15 votes

Shopping around for a new-and-improved backup solution

A few days ago, I posted this and quickly realized that the world of data backups is far richer than just sudo rsync -av --delete --exclude=Videos /home /home_bkup.

So now I'm window shopping the top Linux-supported backup solutions: borg, duplicacy, kopia, restic and--oh look--a core borg dev just dropped his own new-and-improved solution, vykar.

Restic was the first tool I started to research, and I thought I really liked it, got as far as installing, initializing a test repo, creating a couple of snapshots. But restic seems to be, hmm, fussy about the source and destination paths, absolute vs relative paths, etc.

The fact that merely renaming a parent directory (or grandparent, or great-grandparent, etc) causes restic to treat every unchanged byte below that as brand new ... that's a recipe for giant, bloated repos, and it's unacceptable to me ... and hey, lookit that, borg does not do that. So now, restic is out and borg is in.

But what other pros v cons are there, that I haven't even realized need to be considered? What advantages/disadvantages do other apps offer? Which ones can I easily automate with nightly/hourly cron jobs? Which ones have their own even-better automated solutions?

Do I even want encryption? All of my drives/volumes are LUKS encrypted, and anything I would store remotely would also get encrypted before it ever left my LAN ... plus, I'm just a bit nervous about having the backups encrypted, requiring working, functional software to restore/recover data from them....

That may not seem like such a big concern, perhaps, but I am currently working my way thru decrypting a bunch of 10-15 year old TrueCrypt-ed volumes, which requires using an old, outdated version of VeraCrypt and a somewhat "cross-my-fingers" effort to find KeePass repos old enough (also outdated, KeePass 1.0 repos) to still contain the various passwords I used to encrypt those ancient volumes ... but also still use new enough master passwords that I can still get the KeePass repos unlocked.

With rsync, I can literally just go into any backup, find the specific version of the specific file(s) I want to recover, and manually copy it back to my workspace. Is anything like that option available in any of these deduplicated/encrypted solutions, even if they're not encrypted? If (eg) a borg repo is created w/o encryption, the data is still all just borg-specific blobs, right? Or can I navigate into the repo and just manually grab files?

Oh yeah ... for reference, the past 10-ish years, my backup routine has been to create a new, dated, destination folder, starting with a full backup of my /home folder (excluding things like Videos, Music, VMs, other bulky stuff that gets backed up separately/differently), and then running nightly diff backups into the same folder, while also maintaining a "one-day-older" second backup of the whole thing on a 2nd HDD ... then, every 3-6 months, zipping up the current backup folder and starting a new one.
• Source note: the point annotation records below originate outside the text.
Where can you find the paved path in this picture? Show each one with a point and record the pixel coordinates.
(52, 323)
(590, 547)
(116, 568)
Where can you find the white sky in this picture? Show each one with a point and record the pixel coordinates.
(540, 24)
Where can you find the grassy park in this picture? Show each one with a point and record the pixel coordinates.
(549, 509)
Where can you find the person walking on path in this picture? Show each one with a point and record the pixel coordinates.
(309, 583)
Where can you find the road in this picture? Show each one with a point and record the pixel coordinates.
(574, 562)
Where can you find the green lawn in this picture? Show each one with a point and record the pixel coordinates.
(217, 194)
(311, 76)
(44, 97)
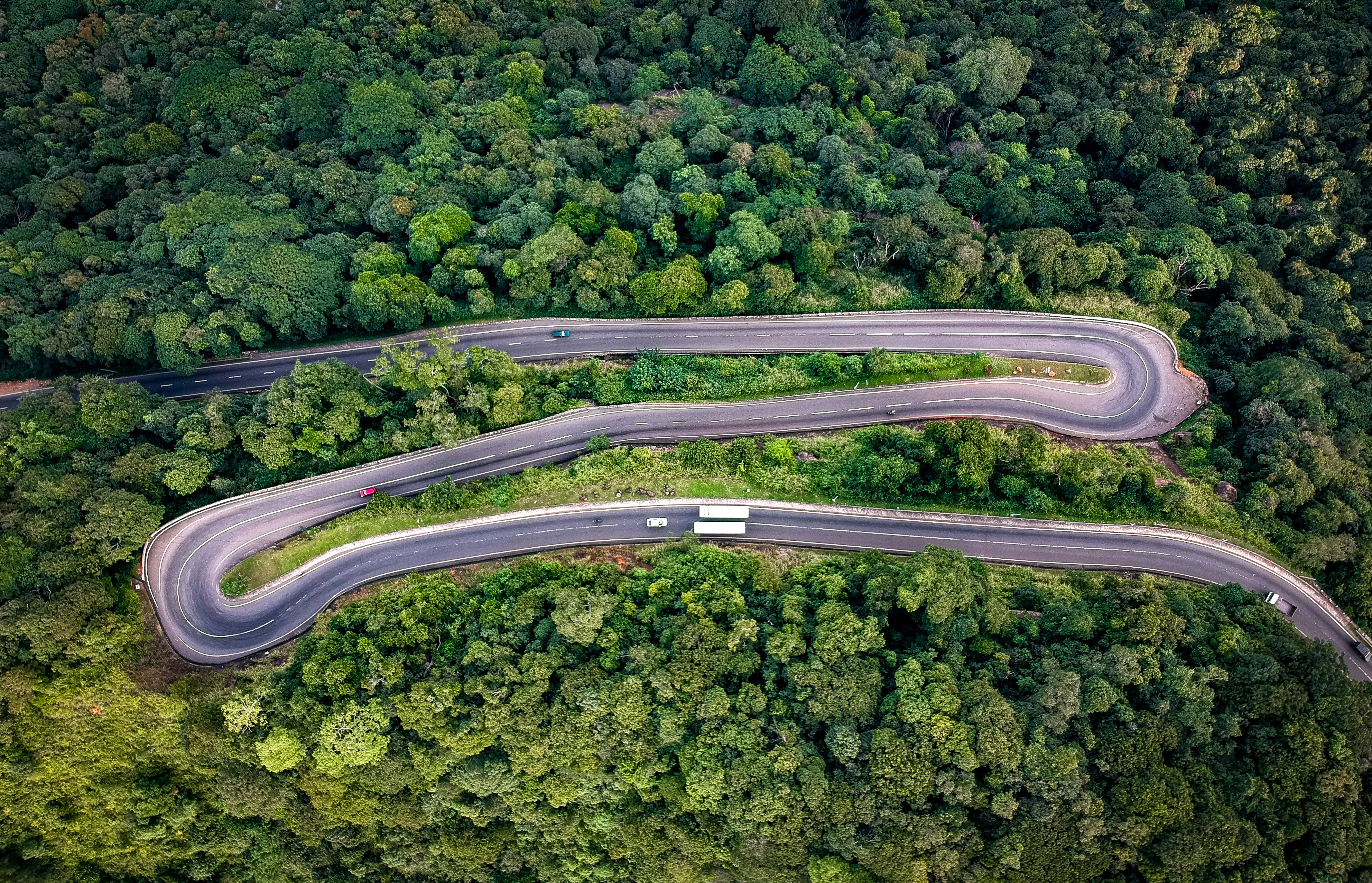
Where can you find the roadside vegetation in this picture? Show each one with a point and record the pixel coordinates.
(910, 719)
(953, 467)
(186, 180)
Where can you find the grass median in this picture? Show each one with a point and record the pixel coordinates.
(897, 468)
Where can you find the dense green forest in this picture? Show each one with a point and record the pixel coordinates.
(703, 715)
(184, 182)
(187, 183)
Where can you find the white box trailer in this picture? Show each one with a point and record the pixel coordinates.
(724, 512)
(720, 528)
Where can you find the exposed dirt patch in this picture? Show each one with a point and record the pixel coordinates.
(1161, 457)
(10, 387)
(160, 667)
(625, 557)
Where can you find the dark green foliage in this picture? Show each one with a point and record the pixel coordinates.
(900, 721)
(188, 182)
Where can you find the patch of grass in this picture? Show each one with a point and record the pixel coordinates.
(599, 476)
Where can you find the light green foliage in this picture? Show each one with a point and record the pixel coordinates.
(680, 287)
(381, 114)
(280, 751)
(112, 409)
(433, 232)
(722, 683)
(386, 294)
(662, 157)
(994, 71)
(750, 238)
(184, 183)
(769, 75)
(543, 260)
(154, 140)
(352, 737)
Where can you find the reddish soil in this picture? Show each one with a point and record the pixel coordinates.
(10, 387)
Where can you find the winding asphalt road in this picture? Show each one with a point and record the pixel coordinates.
(228, 629)
(1146, 397)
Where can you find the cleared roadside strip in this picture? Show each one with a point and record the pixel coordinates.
(1026, 542)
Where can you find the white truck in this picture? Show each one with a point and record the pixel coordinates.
(1281, 604)
(732, 513)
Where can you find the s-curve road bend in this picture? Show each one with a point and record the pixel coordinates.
(206, 627)
(1148, 394)
(186, 557)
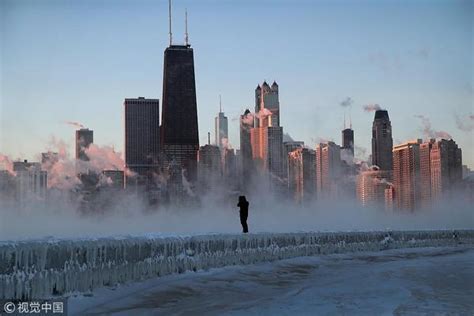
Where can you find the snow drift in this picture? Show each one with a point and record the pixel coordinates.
(44, 268)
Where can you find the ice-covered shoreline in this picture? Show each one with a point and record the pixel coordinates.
(42, 268)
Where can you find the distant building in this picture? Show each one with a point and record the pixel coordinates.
(210, 166)
(266, 97)
(246, 124)
(229, 169)
(288, 147)
(179, 123)
(382, 141)
(115, 178)
(302, 174)
(7, 186)
(372, 186)
(84, 137)
(328, 169)
(406, 175)
(425, 173)
(389, 197)
(31, 182)
(222, 131)
(142, 136)
(348, 141)
(446, 167)
(267, 150)
(49, 158)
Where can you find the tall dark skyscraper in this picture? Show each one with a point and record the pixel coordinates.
(179, 123)
(84, 137)
(222, 130)
(246, 124)
(382, 141)
(142, 135)
(348, 139)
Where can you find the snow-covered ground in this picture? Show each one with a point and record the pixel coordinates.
(399, 281)
(51, 267)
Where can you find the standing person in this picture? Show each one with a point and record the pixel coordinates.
(244, 212)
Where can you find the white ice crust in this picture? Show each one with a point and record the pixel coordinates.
(45, 268)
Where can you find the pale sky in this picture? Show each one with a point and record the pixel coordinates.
(77, 61)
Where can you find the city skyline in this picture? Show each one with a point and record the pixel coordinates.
(315, 114)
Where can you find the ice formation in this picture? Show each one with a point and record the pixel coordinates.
(45, 268)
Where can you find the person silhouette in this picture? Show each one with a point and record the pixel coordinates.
(244, 212)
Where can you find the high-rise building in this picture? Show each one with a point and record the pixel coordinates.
(406, 175)
(30, 182)
(302, 174)
(371, 186)
(266, 97)
(382, 141)
(229, 159)
(425, 173)
(446, 167)
(179, 124)
(328, 169)
(222, 132)
(210, 166)
(267, 150)
(84, 137)
(49, 158)
(115, 178)
(142, 135)
(246, 125)
(348, 141)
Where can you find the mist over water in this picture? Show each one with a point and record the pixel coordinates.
(129, 217)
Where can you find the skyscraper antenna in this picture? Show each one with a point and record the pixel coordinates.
(169, 19)
(186, 37)
(350, 118)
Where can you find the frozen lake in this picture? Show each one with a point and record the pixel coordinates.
(403, 281)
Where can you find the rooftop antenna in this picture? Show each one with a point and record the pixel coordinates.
(350, 118)
(169, 19)
(186, 37)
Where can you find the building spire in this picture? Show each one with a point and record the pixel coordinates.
(186, 37)
(350, 119)
(169, 19)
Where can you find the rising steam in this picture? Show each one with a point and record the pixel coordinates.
(428, 131)
(75, 124)
(346, 102)
(465, 124)
(372, 107)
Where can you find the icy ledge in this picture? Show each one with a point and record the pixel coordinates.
(39, 269)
At any rate, there you go; that's the kind of stuff I'm thinking about now, as I overhaul my 20-year-old, 20TB (but could be 2TB) backup system.

Any and all feedback, recommendations, tips are welcome. Danke.

13 comments

  1. [2]
    drmcbludgeon
    Link
    I'll preface this by saying I may have done something wrong, but I originally used Borg to backup my NAS to an external drive. NAS mostly holds backups of my BR disks and backup images from the...

    I'll preface this by saying I may have done something wrong, but I originally used Borg to backup my NAS to an external drive. NAS mostly holds backups of my BR disks and backup images from the family PCs. It was fine until the repo approached the size of the disk. Pruning wasn't enough to trim the repo size down, so I was stuck in a loop where the backups could no longer complete, and I could not trim the repo size down further. These attempts at pruning would sometimes take multiple days. There were a couple of other "gotchas" that affected this workflow that I can't fully recall at the moment, but I ultimately had to nuke the backup after a few years and start over. I went with Backrest which is a webui for Restic. I have had no similar problems. The repo trims itself as expected and seems to work quickly. I tested file recovery and I was able to retrieve the files without drama.

    Keep in mind I am using this to backup a NAS - my root file structures are not changing often, if ever. New directories will occasionally be added to the root, but I am not going to the root level and moving things around.

    3 votes
    1. thorondir
      Link Parent
      For people running into similar issues: You probably need to borg compact your destination. A prune doesn't actually free any of the blocks on disk, unless no backup references them anymore. I...

      For people running into similar issues:
      You probably need to borg compact your destination. A prune doesn't actually free any of the blocks on disk, unless no backup references them anymore. I regularly reclaim hundreds of GB on a repository that's not even 1 TB. [because I do hourly backups of my database, which is why there's a lot of churn]

  2. creesch
    Link
    I am using restic through backrest which just makes it slightly more convenient with a visual overview. It all goes to a hetzner storage box. I can choose what files/folders specifically to...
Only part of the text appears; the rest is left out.